Research Symposium
26th annual Undergraduate Research Symposium, April 1, 2026
Brandon Bonamarte Poster Session 2: 10:45 am - 11:45 am / Poster #200
BIO
Brandon Bonamarte is a Mathematics and Music Performance dual-degree student at Florida State University. He specializes in the design and interpretation of machine learning models, with a focus on making "black-box" algorithms understandable. His award-winning work research from optimizing ASD diagnostic accuracy with Oak Ridge National Laboratory to quantifying complex biological movement in the DuVal Lab. Brandon is a frequent presenter at research symposia and is dedicated to the advancement of explainable AI and mechanistic interpretation.

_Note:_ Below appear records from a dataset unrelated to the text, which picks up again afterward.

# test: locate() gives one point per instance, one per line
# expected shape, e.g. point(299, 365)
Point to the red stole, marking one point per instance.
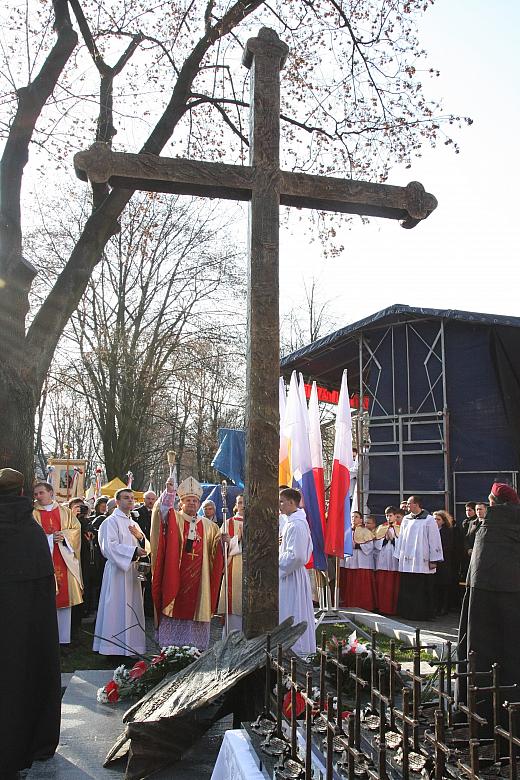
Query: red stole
point(190, 574)
point(51, 523)
point(231, 532)
point(166, 576)
point(177, 573)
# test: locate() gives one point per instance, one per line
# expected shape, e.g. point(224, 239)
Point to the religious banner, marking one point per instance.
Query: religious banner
point(67, 477)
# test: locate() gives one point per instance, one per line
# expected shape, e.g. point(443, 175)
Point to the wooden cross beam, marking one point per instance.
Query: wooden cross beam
point(266, 187)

Interpretable Machine Learning to Understand Variation in Manakin Display Types
Authors: Brandon Bonamarte, Emily H. DuValStudent Major: Bachelors of Science in Mathematics and Bachelors of Arts in Music
Mentor: Emily H. DuVal
Mentor's Department: Biological Science Mentor's College: Arts and Sciences Co-Presenters:
Abstract
Mating displays are key interactions that directly determine individual reproductive success. The lance tailed manakin, Chiroxiphia lanceolata, is a small tropical bird that forms long-term cooperative alliances for elaborate courtship displays. While the general outline of such displays has been well defined, examination of variation across alliances and individuals, and how that might affect mating success, is ongoing. This research aims to leverage powerful machine learning tools, such as classifier neural networks, with videos of male behavior to address (1) whether there are display components that reliably distinguish performances by different male pairs, and (2) which components of display performance relate to success. First, videos are processed in DeepLabCut, which produces numerical pose estimation data from raw video. Then two models are created to make predictions using this pose estimation data. To determine the existence of unique distinguishing factors across dances performed by different mating pairs, the first model is trained to predict whether a specific mating pair is performing the dance or not. To identify key moments and traits in female mate choice, the second model is trained to classify dances as successful or unsuccessful. Following the training of these models, interpretive machine learning methods as well as several measurements of performance are used to evaluate and provide insight into the mathematical reasoning of the models. This research aims to illuminate the fine scale variation in complex behavioral interactions, and specifically how that interacts with mating success – something that currently lacks significant quantification.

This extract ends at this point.